What is summarized above outlines the modifications we made to Geth’s internals to establish our new pruner. As you can observe, numerous invariants have evolved, to such an extent that Geth now functions in a completely different manner compared to the previous Geth version. Transitioning from one model to the other is indeed impossible.to the other.
We certainly acknowledge that we cannot simply “stop working” because Geth has introduced a new data structure, hence Geth v1.13.0 has two operational modes (letâs discuss the burden of maintaining open-source software). Geth will continue to support the previous data structure (and it will remain the default for the time being), so your node won’t exhibit any “strange” behavior merely due to your Geth update. You can even compel Geth to remain with the old operational mode for the long term through –state.scheme=hash.
If you intend to transition to our new operational mode, however, you’ll have to resync the state (you may retain the ancient data if it’s of any value). This can be done manually or via geth removedb (when prompted, delete the state database, but retain the ancient database). Then, initiate Geth with –state.scheme=path. Currently, the path model is not the default option, but if a previous database exists, and no state scheme is explicitly specified on the command line interface, Geth will utilize whatever is present in the database. Our recommendation is to consistently indicate –state.scheme=path to ensure safety. If no severe issues are revealed in our path scheme implementation, Geth v1.14.x is likely to adopt it as the default format.
A few reminders to consider:
- If you are operating private Geth networks using geth init, you need to define –state.scheme during the initialization step too; otherwise, you will end up with an outdated style database.
- For operators of archive nodes, the new data structure will be compatible with archive nodes (and will deliver the same impressive database sizes as Erigon or Reth), though it requires additional development before it can be activated.

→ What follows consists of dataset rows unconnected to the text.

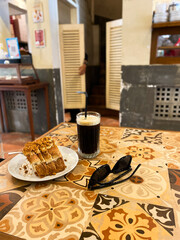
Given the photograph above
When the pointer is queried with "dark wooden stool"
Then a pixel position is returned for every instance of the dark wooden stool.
(27, 91)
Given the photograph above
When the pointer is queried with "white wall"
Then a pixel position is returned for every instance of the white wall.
(137, 22)
(4, 23)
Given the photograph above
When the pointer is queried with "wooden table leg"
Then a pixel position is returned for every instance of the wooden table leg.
(29, 106)
(47, 106)
(4, 111)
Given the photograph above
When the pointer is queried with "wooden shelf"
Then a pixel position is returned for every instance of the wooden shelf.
(159, 29)
(19, 79)
(166, 24)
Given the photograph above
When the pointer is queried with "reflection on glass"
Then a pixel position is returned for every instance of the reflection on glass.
(168, 46)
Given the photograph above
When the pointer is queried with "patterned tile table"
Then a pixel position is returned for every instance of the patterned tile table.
(145, 207)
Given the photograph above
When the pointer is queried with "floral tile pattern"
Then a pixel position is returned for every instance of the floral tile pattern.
(48, 210)
(129, 220)
(147, 206)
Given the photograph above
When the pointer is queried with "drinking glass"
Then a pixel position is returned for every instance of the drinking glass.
(88, 128)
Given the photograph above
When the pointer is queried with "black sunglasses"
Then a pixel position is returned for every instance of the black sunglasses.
(122, 165)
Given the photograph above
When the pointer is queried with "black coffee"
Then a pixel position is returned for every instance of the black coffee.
(88, 138)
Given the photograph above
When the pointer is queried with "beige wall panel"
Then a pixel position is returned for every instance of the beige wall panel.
(72, 56)
(137, 22)
(113, 63)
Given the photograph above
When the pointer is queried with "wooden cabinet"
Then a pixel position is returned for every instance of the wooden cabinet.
(160, 53)
(18, 78)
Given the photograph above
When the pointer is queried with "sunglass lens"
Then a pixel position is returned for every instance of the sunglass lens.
(99, 174)
(122, 164)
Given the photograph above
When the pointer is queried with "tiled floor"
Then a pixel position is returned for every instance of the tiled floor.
(14, 141)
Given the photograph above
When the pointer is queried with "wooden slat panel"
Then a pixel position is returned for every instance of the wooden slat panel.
(72, 56)
(113, 63)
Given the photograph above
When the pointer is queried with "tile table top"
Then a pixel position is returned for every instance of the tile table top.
(147, 206)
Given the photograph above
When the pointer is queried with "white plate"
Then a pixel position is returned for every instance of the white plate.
(16, 162)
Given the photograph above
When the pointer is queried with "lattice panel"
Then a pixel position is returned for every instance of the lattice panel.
(17, 100)
(167, 103)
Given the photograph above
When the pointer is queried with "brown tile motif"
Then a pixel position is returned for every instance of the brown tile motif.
(65, 209)
(143, 136)
(129, 221)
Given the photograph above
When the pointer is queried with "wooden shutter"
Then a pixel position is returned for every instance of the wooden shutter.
(113, 63)
(72, 56)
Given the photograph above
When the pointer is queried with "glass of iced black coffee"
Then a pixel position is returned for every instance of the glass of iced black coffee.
(88, 128)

Furthermore, a cautionary note: Geth’s new path-based storage is deemed stable and ready for production, but has obviously not undergone extensive testing outside of the core team. Everyone is invited to utilize it, but if significant risks are present in the event of your node crashing or falling out of consensus, it may be prudent to wait and observe if others with a lower risk profile encounter any challenges.

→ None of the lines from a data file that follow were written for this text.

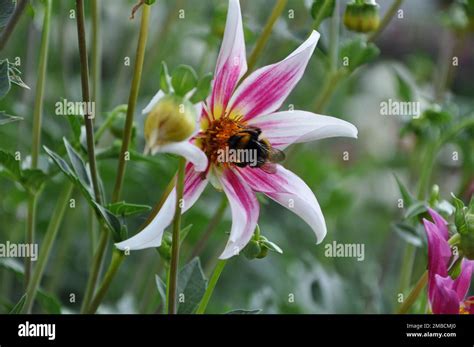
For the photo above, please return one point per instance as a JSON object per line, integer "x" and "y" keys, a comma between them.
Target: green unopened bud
{"x": 172, "y": 119}
{"x": 252, "y": 250}
{"x": 362, "y": 17}
{"x": 467, "y": 245}
{"x": 165, "y": 249}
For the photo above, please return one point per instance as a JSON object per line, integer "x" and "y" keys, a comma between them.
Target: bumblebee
{"x": 249, "y": 139}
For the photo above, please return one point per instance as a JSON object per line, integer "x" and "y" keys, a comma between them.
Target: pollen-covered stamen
{"x": 215, "y": 138}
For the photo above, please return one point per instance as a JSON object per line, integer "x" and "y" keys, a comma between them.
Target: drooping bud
{"x": 362, "y": 16}
{"x": 172, "y": 119}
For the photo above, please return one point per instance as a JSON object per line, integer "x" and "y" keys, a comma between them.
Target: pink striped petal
{"x": 444, "y": 300}
{"x": 291, "y": 192}
{"x": 188, "y": 150}
{"x": 285, "y": 128}
{"x": 245, "y": 209}
{"x": 439, "y": 253}
{"x": 265, "y": 90}
{"x": 231, "y": 62}
{"x": 152, "y": 234}
{"x": 440, "y": 223}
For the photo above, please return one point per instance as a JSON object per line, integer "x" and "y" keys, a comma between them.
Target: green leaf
{"x": 408, "y": 199}
{"x": 356, "y": 53}
{"x": 416, "y": 209}
{"x": 243, "y": 311}
{"x": 14, "y": 75}
{"x": 49, "y": 303}
{"x": 164, "y": 78}
{"x": 33, "y": 180}
{"x": 19, "y": 305}
{"x": 322, "y": 9}
{"x": 77, "y": 164}
{"x": 6, "y": 118}
{"x": 408, "y": 233}
{"x": 112, "y": 221}
{"x": 6, "y": 10}
{"x": 192, "y": 284}
{"x": 125, "y": 209}
{"x": 161, "y": 286}
{"x": 203, "y": 89}
{"x": 183, "y": 80}
{"x": 5, "y": 84}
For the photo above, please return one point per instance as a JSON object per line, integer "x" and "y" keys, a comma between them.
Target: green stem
{"x": 334, "y": 37}
{"x": 422, "y": 282}
{"x": 47, "y": 245}
{"x": 96, "y": 53}
{"x": 95, "y": 270}
{"x": 37, "y": 117}
{"x": 329, "y": 87}
{"x": 174, "y": 264}
{"x": 385, "y": 20}
{"x": 320, "y": 17}
{"x": 88, "y": 118}
{"x": 12, "y": 22}
{"x": 212, "y": 284}
{"x": 132, "y": 101}
{"x": 265, "y": 35}
{"x": 211, "y": 227}
{"x": 117, "y": 258}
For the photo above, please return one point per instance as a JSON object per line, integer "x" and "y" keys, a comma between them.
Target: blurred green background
{"x": 358, "y": 196}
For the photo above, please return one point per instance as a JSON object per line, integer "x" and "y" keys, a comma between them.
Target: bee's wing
{"x": 275, "y": 155}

Now letâs address some unexpected effects…
Semi-instant shutdowns
Head state missing, repairing chain… đ±
…the startup log message we’ve all been dreading, knowing our node will be down for hours… is disappearing!!! But before we bid farewell to it, let’s swiftly review what it was, why it occurred, and why it is becoming obsolete.
Before Geth v1.13.0, the Merkle Patricia trie of the Ethereum state was stored on disk as a hash-to-node mapping. This meant that each node in the trie was hashed, and the value of the node (whether a leaf or an internal node) was inserted into a key-value store, keyed by the computed hash. This was both mathematically elegant and had a clever optimization that if different parts of the state shared the same subtrie, those would be deduplicated on disk. Clever… yet disastrous.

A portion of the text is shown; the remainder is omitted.